An effective way to utilize questions users are searching for is to create a thorough FAQ page. Voice searchers typically ask a question to fill an immediate need. Make sure your FAQ page is using subjects such as, “Who,” “What,” “Where,” “When,” “Why,” and “How,” to better capture the answers to the searcher’s questions. If a FAQ page is not applicable to your website, just remember to incorporate these question words throughout the content on your website.

Bing vs. Google

Google is currently the top dog in most aspects of search, but when it comes to voice, Google might not have much of an edge over its competitors. Microsoft is also a major player in the field of voice technology, and its search engine, Bing, may be poised to dominate voice search in the future. There are a number of differentiators between Bing and Google to keep in mind when optimizing for voice search.

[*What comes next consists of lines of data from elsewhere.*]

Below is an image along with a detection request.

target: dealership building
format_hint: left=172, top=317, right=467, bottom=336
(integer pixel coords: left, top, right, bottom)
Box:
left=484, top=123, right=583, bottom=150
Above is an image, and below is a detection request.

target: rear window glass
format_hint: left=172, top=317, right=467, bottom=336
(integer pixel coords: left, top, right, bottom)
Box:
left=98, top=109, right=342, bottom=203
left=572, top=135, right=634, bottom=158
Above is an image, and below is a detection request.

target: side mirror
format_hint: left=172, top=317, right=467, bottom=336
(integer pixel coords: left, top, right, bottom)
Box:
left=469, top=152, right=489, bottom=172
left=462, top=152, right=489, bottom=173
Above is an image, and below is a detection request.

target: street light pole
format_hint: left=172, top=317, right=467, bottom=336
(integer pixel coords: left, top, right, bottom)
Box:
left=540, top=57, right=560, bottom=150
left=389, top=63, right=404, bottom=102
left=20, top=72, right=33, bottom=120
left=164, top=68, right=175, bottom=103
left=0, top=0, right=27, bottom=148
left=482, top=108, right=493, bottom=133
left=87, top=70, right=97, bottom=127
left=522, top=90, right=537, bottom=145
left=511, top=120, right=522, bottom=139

  • Bing considers it natural for brands to have more backlinks with the name of the brand in the link text alone, known as “brand links,” and not rate them negatively as they might with others.

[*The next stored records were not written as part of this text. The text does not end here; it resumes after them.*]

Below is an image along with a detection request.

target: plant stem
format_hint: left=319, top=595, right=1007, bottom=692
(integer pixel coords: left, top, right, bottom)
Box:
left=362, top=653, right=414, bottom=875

  • Bing tends to put more emphasis on social media signals than Google. Well-positioned results tend to have a higher number of shares, likes, retweets, and specific URLs stand out in top results that have a high mass of social signals.
  • Sites with more backlinks tend to rank higher with Bing, just as they do with Google, though the quality of those backlinks is increasingly more important than their quantity.
  • Bing seems to be more likely to reward pictures, videos, audio and more, due to what is known as “entity understanding,” while Google relies much more on text-based content.
  • Bing has a strong correlation with homepages outranking internal pages in results to a lesser degree than Google. When Bing crawls a site to rank it for SEO purposes, it weighs a homepage more heavily than other pages on the site. Google has evolved to be much more intuitive when it comes to the context of a page, while Bing is still much more straightforward, relying upon keywords in page titles, meta tags and specific keywords.